I've met a couple of folks from the online tickling community for one on one tickling play. Two of them turned out to be good friends (who I still play with when the occassion comes around), and the last one I met will be my husband in a year and a half...lol.

Lazarus and I first started corresponding online for about 3 months before we decided to meet, for what was supposed to be a tickling session since we only lived 3 hours apart from one another. We wound up spending the whole weekend together and have been inseperable ever since. That was in the Spring of 2003. We've been living together for 1 1/2 years now, and are engaged to be married in 2006.

Several of us have hooked up just that same way. It now happens quite a bit on the TMF, and I'm thrilled to see the number of success stories continue to grow at such a speedy pace!

Mimi 🙂

P.S. Forgot to answer one of your questions....yes, we were both INCREDIBLY nervous. We didn't know what to expect, but it went so magically we thought we were living out a fairy tale!
 
Here is another idea...if you know other females on the TMF, you can always get a reference from HERE!!!
Or ask a Mod in PM if they have heard anything bad or GOOD! about the person you plan on meeting.

Being a guy, whenever I plan on meeting a lady for the first time, I always give them a reference of who I have tickled in the past on this forum or elsewhere...so they can contact someone I have met and feel safe.

I would also suggest that maybe the first meeting there should be no or limited bondage...that way you aren't completely tied down and vulnverable and if you do get a good vibe then further bondage can be included or added.

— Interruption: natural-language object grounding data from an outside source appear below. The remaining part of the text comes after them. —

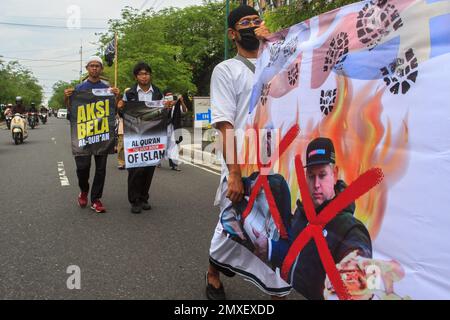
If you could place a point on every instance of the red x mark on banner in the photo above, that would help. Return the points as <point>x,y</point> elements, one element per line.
<point>314,230</point>
<point>262,182</point>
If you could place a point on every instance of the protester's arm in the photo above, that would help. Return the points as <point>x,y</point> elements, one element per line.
<point>235,190</point>
<point>182,105</point>
<point>357,238</point>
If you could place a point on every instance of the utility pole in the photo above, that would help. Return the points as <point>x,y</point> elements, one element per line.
<point>81,59</point>
<point>227,12</point>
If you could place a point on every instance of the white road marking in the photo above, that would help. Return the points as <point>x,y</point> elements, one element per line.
<point>188,161</point>
<point>62,174</point>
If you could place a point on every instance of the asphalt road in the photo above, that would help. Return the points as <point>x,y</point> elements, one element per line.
<point>160,254</point>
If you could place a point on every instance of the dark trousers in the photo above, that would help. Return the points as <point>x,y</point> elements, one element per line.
<point>139,182</point>
<point>83,169</point>
<point>172,164</point>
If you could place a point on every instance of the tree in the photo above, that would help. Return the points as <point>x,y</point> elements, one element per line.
<point>17,80</point>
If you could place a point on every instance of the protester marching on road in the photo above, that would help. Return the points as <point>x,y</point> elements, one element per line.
<point>94,68</point>
<point>231,87</point>
<point>140,179</point>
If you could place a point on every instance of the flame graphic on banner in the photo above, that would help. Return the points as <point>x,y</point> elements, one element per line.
<point>361,142</point>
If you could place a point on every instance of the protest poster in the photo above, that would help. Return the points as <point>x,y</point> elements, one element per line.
<point>372,77</point>
<point>145,133</point>
<point>92,122</point>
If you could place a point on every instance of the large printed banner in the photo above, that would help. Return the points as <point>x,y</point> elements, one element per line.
<point>374,77</point>
<point>145,133</point>
<point>92,122</point>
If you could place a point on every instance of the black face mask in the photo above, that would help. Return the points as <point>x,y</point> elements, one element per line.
<point>248,39</point>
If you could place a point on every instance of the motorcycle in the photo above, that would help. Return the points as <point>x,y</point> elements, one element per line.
<point>43,117</point>
<point>32,119</point>
<point>19,128</point>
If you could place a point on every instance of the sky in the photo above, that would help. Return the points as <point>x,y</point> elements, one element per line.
<point>57,46</point>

You will feel a bit like you are on a first date really, nervous but good nervous.
 
speaking from personal experience

I advise girls to use extreme caution.
Several years ago, I met someone on a message forum and chatroom; someone I believed was nice. I found to my horror his online persona was totally different than the sadistic jerk he truly was. I really trusted him, enough after several months to confide my location (he also lived in Georgia), and agreed to meeting him for dinner, hopeful it was destiny. Boy was I wrong.

Our meeting at a restaurant ended with me being frightened out of my wits, slapped across the face, and stalked for months afterwords when I refused to meet him again. He continued to harrass me and my new boyfriend (now fiancee), even as recently as late 2003. My fiancee carries a gun for protection and we're considering security for our wedding next summer, just in case the jerk shows up to cause trouble 🙁

Needless to say, I learned my lesson the hard way. Why I no longer visit online chatrooms, give out my email, or response to private messages (and turn the p.m. feature OFF whenever possible).
 
I met a few people off the TMF it was fun, but we met as friends and hung out, then I met Jester and I got him interested in the TMF so he met someone off the TMF before he even knew about it
 
Smurfy is the reason that i got on the forum and i admitted the tickling thing and my foot fetish.
 
I met with AphroditeRabbit on Saturday ..What an amazing time i had. words couldnt even describe how i felt.